Ansichten getragene Entwurf die Ideologisierung und juristische Verunklarung einiger Themen vermeidet und so die Formulierung einer konsensfähigen Resolution erleichtert. Er ist zu Ihrer Unterstützung entstanden; eine Veröffentlichung planen wir zu diesem Zeitpunkt nicht."

 

Dass sie ihren Alternativentwurf jetzt doch öffentlich machen, offenbart den Frust über die – aus Sicht der Verfasser – unzureichende Reaktion der Politik. Zuletzt war lediglich bekannt geworden, dass es parallel zur Resolution Umsetzungsrichtlinien geben soll. Was die wiederum beinhalten und ob sie die Gemüter beruhigen werden, ist offen.

 

Mehr als der bekanntgewordene Resolutionsentwurf setze der Alternativtext positive Maßnahmen zur Unterstützung jüdischen Lebens in den Vordergrund, erläutern seine Autoren. "Das liegt auch daran, dass das Grundgesetz staatlicher Regulierung insbesondere in grundrechtsintensiven Bereichen wie Kunst und Wissenschaft bewusst enge Grenzen setzt und stattdessen in der Bekämpfung menschenverachtender Ideologien wie dem Antisemitismus auf die Eigenverantwortung der Gesellschaft sowie ihrer jeweiligen Teilbereiche vertraut. Statt Repression oder Misstrauen gegenüber Geförderten setzt der Entwurf daher weitgehend darauf, die Gesellschaft hierin die Pflicht zu nehmen, ihr aber dabei auch den nötigen Freiraum und die nötigen Ressourcen zur Verfügung zu stellen."

 

Auch zur Kritik an der im bisherigen Entwurf allein verwendeten IHRA-Arbeitsdefinition äußern sich die Autoren: Ihr Entwurf orientierte sich an der "U.S. National Strategy to Counter Antisemitism der Biden-Regierung, die sich auf die Arbeitsdefinition beruft, sie aber in den Kontext auch anderer Definitionen stellt".

 

Wissenschaftspolitiker
arbeitet an einem eigenen Antrag

 

Derweil bestätigen Abgeordnete der Ampel-Koalition, dass Wissenschafts- und Bildungspolitiker der SPD, Grünen, FDP und Union an einer weiteren Resolution speziell für Bildung und Wissenschaft arbeiteten. Eigentlich hatte auch dieser schon vor der Sommerpause ins Plenum eingebracht werden sollen, doch zog er sich dann ebenfalls hin.

 

"Ich kann Ihnen versichern, dass wir als SPD-Wissenschaftspolitiker zusammen mit der Spitze der Fraktion die Warnungen aus der Wissenschaftsszene vor einer Art Gesinnungsprüfung sehr ernstgenommen haben“, sagt der für Bildung und Wissenschaft zuständige Sprecher der SPD-Bundestagsfraktion, Oliver Kaczmarek.

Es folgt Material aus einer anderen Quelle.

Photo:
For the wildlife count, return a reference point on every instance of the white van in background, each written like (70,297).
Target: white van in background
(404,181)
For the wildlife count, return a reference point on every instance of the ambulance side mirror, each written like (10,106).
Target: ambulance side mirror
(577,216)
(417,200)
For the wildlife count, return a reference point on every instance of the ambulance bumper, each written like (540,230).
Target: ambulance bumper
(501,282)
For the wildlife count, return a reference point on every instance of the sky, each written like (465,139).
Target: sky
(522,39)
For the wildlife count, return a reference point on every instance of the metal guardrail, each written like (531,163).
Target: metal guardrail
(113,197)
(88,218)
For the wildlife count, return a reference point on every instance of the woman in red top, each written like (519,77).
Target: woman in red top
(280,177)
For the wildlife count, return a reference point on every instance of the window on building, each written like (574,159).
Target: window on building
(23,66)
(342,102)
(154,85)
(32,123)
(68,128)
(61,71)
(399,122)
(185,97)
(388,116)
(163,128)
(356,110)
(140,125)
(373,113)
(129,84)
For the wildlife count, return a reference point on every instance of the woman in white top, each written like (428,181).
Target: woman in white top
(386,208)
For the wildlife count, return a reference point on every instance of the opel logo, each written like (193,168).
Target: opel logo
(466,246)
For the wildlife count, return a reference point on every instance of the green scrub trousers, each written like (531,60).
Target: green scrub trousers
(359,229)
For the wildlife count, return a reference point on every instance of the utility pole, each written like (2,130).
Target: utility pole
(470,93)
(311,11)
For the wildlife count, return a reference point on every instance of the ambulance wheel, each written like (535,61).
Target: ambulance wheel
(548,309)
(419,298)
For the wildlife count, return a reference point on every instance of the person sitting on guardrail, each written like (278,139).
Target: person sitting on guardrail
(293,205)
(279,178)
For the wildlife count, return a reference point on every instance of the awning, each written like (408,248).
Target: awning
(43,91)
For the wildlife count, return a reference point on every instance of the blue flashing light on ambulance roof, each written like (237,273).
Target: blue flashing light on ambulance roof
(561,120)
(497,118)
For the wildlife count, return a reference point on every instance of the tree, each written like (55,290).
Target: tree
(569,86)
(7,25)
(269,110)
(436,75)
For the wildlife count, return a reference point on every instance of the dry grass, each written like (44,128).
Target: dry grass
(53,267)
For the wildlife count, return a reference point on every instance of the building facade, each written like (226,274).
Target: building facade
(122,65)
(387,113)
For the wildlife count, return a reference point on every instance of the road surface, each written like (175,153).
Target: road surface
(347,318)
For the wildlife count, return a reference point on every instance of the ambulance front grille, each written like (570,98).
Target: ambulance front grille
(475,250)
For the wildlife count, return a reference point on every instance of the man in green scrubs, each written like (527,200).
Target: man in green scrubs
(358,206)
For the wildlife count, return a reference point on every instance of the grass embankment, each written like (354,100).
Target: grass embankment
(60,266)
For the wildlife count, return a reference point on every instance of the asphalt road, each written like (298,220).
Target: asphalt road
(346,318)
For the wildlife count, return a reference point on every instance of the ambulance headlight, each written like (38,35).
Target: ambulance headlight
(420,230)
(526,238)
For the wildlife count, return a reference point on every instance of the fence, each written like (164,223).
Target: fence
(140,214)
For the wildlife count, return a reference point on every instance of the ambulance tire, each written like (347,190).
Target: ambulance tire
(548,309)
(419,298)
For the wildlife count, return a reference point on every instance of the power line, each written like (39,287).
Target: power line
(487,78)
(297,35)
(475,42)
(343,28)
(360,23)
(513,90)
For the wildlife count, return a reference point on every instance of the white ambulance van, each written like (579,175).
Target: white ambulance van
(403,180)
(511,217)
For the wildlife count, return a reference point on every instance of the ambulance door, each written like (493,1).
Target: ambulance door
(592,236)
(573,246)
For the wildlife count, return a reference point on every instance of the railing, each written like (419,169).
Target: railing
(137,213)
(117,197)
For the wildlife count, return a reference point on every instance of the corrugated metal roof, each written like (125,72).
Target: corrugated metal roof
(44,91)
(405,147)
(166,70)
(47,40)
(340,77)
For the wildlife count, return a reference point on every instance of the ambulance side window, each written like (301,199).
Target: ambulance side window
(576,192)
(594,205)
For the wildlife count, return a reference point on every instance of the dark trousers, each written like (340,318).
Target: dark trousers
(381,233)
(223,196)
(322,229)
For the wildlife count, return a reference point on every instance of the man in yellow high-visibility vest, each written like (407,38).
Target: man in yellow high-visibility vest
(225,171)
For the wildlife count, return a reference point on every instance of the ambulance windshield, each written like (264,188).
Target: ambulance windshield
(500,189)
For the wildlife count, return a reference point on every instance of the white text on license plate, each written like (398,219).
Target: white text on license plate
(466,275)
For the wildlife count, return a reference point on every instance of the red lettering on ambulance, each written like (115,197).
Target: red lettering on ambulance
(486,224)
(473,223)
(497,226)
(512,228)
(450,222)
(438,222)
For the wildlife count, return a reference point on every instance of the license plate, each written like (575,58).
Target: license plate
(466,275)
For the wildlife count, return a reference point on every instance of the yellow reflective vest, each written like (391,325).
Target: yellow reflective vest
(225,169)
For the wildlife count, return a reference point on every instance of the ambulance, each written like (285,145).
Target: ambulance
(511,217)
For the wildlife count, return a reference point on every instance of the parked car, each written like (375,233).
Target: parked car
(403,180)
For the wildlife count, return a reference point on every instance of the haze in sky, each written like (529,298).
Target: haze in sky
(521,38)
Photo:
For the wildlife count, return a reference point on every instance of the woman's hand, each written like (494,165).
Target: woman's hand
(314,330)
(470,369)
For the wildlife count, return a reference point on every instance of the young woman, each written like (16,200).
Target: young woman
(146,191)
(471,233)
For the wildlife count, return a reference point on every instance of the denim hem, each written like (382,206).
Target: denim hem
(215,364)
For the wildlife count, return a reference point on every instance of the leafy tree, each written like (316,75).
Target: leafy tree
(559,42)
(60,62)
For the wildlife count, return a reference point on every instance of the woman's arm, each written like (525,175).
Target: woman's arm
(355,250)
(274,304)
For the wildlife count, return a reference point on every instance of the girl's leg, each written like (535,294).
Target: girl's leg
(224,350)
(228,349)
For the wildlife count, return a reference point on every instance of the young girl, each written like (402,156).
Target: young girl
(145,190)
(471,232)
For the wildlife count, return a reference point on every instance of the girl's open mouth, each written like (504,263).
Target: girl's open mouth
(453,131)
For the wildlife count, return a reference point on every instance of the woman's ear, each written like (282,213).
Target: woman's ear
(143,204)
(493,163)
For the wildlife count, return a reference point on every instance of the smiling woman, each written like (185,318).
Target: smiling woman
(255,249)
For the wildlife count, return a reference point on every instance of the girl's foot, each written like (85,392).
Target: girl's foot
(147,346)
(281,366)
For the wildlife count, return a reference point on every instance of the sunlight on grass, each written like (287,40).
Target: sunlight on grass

Die Fraktion habe die Bedenken aufgenommen, der zweite Resolutionsentwurf diene nun zur Konkretisierung für Schulen, Hochschulen und Wissenschaftseinrichtungen gegenüber der von den Fraktionsspitzen zusammen mit Innenpolitikern ausgearbeiteten, allgemeiner gehaltenen Fassung. "Wir wollen zum Beispiel klar sagen, wie Antisemitismus-Forschung noch besser gefördert werden kann." Derzeit gebe es noch einige Streitpunkte, im November könnte auch dieser Entwurf von den beteiligten Fraktionen (erneut Ampel plus Union) beschlossen werden und dann ins Plenum gehen, so Kaczmarek.

 

Wobei nicht alle beteiligten Abgeordneten diesen Zeitplan so bestätigen wollen. Aus Unionskreisen heißt es, man sehe die umstrittene Antisemitismusklausel bereits durch die normalen Mechanismen der DFG erfüllt, es werde sicherlich keine neuen Prüfungen geben. 

 

"Sie können sich vorstellen, dass wir aufgrund der oben aufgeführten Argumente, aber auch nicht zuletzt aufgrund der Fördergeldaffäre und dem Verhalten der Ministeriums keinerlei Vertrauen in seine Bemühungen haben, eine Resolution zum Schutz jüdischen Lebens an deutschen Hochschulen zu verfolgen, die dem Namen gerecht wird", kommentiert unterdessen der Ilyas Saliba, Non-Resident Fellow am Global Public Policy Institute in Berlin. "Es wäre zentral, dass bei dieser Wissenschaftsresolution die Wissenschaft und Zivilgesellschaft beteiligt wird und dies nicht wie die andere Resolution ausschließlich intransparent in fraktionsinternen Kreisen ausgehandelt wird."